Ich finde die Kritik an Gusenbauer daher total verrückt und ungerecht. Meine Hochachtung hat er jedenfalls dafür, dass er fast bis zur ideologischen Selbstaufgabe der ÖVP keinen Vorwand für die Fortsetzung des schwarz-blau-orangen Spuks geliefert hat. Sieben Jahre von dieser unfähigen Chaoten- und Wapplerpartie regiert zu werden war ohnehin eine ziemliche Zumutung, die nicht viel länger zu ertragen gewesen wäre.

Und überhaupt: Wäre die SPÖ in Opposition gegangen, wären die Chancen, dass ihre Wahlversprechen verwirklicht werden, auch nicht unbedingt gestiegen! Das gilt auch für die nächste Wahl: Mit einem Denkzettel an die SPÖ werden wir nichts an unserer Situation ändern (sollte bis dahin mit der ÖVP keine Verbesserung möglich sein): Wen will man denn sonst wählen? Gleich die ÖVP, weil’s eh wurscht ist? Geht’s noch blöder? Die Grünen? Glaubt tatsächlich irgendjemand, dass die Grünen als ÖVP-Juniorpartner ein Wunder bewirkt und sich eher durchgesetzt hätten? Na eben! Auch den Grünen wäre nichts anderes übrig geblieben, als entweder auf eine Regierungsbeteiligung oder auf die Umsetzung ihrer Wahlversprechen zu verzichten.

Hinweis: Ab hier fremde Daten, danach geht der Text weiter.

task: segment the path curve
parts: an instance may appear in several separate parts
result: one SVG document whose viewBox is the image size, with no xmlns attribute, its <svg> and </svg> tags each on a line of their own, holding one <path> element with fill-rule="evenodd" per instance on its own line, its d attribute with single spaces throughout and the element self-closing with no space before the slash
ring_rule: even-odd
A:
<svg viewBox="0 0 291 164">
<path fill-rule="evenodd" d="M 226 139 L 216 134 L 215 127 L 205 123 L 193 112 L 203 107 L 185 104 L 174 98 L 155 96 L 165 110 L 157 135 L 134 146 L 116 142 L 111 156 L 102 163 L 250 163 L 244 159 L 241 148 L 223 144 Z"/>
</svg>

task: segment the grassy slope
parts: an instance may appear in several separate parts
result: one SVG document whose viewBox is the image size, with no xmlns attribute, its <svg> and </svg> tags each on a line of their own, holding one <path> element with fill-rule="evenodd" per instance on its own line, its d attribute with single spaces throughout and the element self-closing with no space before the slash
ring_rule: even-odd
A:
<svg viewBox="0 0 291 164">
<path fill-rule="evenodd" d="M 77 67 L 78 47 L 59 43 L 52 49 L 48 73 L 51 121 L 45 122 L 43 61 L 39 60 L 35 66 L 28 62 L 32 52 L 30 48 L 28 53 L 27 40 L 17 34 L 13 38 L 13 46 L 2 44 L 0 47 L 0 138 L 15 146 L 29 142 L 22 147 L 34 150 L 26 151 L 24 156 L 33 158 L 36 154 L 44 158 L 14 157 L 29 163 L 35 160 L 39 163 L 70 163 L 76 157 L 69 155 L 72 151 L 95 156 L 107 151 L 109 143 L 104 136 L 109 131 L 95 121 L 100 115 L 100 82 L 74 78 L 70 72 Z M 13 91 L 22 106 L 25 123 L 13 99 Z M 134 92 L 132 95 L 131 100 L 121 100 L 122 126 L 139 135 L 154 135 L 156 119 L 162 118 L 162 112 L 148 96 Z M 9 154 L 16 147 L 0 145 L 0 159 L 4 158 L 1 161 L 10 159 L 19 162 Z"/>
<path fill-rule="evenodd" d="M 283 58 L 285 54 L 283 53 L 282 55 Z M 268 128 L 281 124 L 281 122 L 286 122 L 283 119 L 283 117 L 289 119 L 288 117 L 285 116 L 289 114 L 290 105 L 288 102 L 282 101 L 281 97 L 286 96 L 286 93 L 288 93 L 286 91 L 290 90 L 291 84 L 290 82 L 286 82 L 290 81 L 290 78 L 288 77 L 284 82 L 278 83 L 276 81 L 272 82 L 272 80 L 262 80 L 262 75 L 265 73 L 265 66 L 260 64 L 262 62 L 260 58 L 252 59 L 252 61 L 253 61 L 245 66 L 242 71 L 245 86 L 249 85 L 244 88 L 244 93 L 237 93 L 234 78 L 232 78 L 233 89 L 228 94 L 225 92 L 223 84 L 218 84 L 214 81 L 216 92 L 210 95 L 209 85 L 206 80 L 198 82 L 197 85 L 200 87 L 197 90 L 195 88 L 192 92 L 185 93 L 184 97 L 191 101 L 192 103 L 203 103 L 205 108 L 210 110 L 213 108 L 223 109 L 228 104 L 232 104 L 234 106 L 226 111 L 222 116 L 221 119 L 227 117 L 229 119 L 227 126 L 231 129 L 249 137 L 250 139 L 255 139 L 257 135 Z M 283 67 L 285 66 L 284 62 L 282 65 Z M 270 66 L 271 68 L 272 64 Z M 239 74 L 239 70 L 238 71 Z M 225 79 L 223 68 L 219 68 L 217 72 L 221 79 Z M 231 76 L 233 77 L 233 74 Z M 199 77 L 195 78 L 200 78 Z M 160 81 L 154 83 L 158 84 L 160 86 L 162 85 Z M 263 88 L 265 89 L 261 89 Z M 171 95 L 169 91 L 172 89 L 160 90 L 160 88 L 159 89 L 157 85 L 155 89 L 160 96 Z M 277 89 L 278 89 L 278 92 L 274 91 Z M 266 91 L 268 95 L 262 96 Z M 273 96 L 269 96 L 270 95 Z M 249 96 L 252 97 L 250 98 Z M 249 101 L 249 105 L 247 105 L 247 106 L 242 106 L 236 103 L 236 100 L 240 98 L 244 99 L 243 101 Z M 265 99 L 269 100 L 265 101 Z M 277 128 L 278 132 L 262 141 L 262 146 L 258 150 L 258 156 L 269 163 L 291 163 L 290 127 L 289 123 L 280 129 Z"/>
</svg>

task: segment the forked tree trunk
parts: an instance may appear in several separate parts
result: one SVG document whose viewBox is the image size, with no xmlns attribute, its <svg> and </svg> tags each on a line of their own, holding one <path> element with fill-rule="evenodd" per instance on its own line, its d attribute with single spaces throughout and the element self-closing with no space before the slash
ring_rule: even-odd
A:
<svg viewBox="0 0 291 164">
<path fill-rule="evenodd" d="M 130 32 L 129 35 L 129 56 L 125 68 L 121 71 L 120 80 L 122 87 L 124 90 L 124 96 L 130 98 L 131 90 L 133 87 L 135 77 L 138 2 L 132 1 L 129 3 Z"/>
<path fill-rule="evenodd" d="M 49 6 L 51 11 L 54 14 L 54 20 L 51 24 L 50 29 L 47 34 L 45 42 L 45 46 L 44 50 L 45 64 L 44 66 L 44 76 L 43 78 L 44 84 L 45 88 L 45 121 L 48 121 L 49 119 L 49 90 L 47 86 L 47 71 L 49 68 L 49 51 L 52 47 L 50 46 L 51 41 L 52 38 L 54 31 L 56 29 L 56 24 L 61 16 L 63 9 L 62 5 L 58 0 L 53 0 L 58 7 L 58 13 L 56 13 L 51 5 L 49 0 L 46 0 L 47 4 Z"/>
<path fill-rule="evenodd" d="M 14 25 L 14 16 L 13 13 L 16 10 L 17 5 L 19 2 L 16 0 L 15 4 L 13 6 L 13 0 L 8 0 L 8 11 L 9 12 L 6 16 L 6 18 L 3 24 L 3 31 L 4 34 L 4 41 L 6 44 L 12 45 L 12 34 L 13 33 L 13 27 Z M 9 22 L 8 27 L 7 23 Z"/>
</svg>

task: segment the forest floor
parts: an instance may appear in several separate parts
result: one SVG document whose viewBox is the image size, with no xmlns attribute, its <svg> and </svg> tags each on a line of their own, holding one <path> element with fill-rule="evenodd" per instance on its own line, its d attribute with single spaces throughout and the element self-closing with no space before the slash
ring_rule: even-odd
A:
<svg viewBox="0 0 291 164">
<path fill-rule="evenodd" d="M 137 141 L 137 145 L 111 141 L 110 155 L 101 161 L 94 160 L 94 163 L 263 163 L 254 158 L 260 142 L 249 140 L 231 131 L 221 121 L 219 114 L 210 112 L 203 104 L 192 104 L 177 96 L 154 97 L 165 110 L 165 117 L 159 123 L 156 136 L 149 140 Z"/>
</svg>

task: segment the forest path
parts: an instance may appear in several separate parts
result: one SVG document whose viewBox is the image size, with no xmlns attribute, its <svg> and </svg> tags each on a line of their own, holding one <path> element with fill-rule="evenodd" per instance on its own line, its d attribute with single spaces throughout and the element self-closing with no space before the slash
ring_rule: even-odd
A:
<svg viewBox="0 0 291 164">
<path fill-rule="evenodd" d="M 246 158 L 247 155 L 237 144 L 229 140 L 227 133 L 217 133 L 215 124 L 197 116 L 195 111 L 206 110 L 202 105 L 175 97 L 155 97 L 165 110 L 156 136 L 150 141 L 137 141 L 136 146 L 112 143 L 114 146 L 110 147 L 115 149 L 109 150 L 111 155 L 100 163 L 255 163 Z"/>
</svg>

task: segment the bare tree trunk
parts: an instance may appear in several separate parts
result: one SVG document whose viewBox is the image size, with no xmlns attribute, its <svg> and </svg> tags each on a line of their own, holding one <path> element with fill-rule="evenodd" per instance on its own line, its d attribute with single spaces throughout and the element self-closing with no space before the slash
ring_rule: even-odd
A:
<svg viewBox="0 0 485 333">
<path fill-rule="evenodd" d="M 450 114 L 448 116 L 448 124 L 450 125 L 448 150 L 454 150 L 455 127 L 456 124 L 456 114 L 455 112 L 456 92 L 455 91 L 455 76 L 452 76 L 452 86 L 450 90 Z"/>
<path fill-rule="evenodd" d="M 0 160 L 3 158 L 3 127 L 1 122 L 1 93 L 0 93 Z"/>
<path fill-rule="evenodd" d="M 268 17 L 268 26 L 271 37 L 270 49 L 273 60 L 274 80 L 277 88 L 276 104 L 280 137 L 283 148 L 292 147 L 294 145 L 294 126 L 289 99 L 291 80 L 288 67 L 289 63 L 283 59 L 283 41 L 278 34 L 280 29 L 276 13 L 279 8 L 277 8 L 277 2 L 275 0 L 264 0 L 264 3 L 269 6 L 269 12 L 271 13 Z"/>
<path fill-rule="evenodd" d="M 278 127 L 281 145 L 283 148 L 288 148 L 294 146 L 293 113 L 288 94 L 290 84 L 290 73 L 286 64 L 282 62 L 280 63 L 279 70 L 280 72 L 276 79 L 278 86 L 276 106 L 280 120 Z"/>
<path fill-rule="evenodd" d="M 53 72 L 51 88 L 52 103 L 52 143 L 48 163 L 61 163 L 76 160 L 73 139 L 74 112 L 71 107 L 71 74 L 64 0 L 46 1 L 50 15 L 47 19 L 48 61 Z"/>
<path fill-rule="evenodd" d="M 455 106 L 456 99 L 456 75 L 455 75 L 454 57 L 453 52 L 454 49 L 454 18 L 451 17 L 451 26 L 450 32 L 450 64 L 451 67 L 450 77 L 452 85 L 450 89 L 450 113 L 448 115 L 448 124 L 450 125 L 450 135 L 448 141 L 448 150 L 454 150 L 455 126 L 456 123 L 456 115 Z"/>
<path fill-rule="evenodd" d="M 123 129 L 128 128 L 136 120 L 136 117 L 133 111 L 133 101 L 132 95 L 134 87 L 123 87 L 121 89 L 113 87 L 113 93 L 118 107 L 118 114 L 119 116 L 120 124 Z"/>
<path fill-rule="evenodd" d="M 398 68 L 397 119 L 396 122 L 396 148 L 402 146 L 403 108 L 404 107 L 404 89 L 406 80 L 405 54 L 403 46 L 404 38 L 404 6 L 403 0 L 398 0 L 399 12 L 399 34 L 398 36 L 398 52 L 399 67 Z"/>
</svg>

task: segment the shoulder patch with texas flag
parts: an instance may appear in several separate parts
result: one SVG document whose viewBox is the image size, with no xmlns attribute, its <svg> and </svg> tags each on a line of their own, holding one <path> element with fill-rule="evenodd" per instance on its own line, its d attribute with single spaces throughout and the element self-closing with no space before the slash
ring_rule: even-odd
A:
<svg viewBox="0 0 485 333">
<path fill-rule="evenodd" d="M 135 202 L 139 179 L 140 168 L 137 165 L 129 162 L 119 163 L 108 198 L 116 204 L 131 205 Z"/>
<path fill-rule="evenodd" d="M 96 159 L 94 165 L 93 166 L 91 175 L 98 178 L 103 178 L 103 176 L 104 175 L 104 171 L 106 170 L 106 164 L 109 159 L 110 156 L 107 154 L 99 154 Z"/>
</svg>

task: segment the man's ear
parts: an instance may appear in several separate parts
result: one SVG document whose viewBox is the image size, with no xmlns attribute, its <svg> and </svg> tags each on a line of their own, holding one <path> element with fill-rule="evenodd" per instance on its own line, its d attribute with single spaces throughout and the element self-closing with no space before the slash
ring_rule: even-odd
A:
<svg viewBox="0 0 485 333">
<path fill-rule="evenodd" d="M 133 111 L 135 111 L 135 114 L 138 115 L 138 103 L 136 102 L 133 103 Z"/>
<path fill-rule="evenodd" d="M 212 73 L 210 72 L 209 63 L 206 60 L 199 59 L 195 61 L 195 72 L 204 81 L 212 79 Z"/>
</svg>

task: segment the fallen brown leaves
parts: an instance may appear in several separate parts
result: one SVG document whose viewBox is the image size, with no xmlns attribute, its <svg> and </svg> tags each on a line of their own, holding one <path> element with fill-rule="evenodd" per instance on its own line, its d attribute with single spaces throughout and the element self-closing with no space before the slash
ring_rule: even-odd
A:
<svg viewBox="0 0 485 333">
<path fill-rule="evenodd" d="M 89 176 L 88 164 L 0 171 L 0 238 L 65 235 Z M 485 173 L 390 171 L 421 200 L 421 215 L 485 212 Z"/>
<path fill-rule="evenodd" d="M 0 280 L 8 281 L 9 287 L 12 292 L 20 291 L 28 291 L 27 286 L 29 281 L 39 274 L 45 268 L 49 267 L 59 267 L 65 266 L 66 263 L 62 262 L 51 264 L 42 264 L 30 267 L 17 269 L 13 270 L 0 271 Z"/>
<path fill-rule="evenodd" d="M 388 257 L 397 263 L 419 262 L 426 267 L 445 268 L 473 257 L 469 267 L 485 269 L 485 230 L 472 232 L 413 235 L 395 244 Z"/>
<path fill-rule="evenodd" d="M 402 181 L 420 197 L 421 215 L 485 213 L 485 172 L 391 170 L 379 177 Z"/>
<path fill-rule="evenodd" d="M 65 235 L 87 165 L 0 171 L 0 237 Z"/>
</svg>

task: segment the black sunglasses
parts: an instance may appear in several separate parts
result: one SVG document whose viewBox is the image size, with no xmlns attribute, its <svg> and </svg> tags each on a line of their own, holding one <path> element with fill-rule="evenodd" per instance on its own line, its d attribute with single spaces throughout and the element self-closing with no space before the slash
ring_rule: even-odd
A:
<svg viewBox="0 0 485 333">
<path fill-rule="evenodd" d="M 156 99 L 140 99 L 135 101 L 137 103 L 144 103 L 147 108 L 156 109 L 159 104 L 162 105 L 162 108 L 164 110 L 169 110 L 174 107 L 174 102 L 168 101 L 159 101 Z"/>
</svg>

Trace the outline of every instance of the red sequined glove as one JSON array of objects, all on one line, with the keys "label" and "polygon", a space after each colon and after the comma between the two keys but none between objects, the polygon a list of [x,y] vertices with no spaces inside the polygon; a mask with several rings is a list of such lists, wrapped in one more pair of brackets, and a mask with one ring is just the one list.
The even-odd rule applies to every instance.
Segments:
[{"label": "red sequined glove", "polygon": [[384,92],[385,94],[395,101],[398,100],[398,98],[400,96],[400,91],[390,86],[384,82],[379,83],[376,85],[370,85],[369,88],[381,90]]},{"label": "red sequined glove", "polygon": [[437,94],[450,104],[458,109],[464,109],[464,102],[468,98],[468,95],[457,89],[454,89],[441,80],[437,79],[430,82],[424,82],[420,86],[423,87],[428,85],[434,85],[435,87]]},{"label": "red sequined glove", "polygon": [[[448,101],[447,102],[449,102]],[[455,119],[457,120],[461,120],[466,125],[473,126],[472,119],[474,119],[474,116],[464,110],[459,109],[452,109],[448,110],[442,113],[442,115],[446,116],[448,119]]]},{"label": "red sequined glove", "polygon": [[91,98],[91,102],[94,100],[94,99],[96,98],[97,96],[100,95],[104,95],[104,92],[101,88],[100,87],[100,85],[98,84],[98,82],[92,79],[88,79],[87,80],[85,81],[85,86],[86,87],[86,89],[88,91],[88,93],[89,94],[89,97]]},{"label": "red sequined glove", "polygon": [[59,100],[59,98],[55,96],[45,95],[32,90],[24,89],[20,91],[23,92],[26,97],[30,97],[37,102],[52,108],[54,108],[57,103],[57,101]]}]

Beschämend auch die Reaktionen der sozialistischen Studierenden und der Parteijugend. Nichts dagegen, wenn sie eine Demo gegen die Nichtabschaffung der Studiengebühren organisieren. Aber dass sie am Tag der Angelobung der neuen Regierung am Ballhausplatz demonstrieren wie im Februar 2000 die GegnerInnen der blau-schwarzen Regierung – das ist wirklich eine nachträgliche Relativierung und Trivialisierung der damaligen Ereignisse, die an Geschichts- und politischer Bewusstlosigkeit nicht zu überbieten ist. SJ und VSStÖ haben sich damit auch zu nützlichen IdiotInnen der bürgerlichen Medien gemacht, die nur darauf gewartet haben, die SPÖ und Gusenbauer – wie im gesamten Wahlkampf – fertigzumachen.

Dass ÖH-Chefin Barbara Blaha und VSStÖ-Vorsitzende Sylvia Kuba aus Protest gegen das „gebrochene“ Wahlversprechen „Abschaffung der Studiengebühren“ aus der SPÖ ausgetreten sind, wirft ein bezeichnendes Licht auf den begrenzten Horizont der beiden. Weiter als über ihren Uni-Tellerrand scheint er nicht zu reichen. Warum sind sie denn nicht aus der SPÖ ausgetreten, als sie 2005 – ohne Not in der Opposition! – das widerliche Fremdenrechtspaket der Regierung mitbeschlossen hat? Das wäre ein Grund gewesen! Und da hätte es noch andere triftigere Austrittsgründe gegeben als der vermeintliche Bruch eines läppischen Wahlversprechens, dessen Einhaltung gar nicht in der Macht der SPÖ gelegen ist! Wenn ich das nächste Mal nicht SPÖ wähle, dann sicher nicht wegen Gusenbauer, sondern wegen solcher bescheuerter und erbärmlicher NachwuchspolitikerInnen in dieser Partei!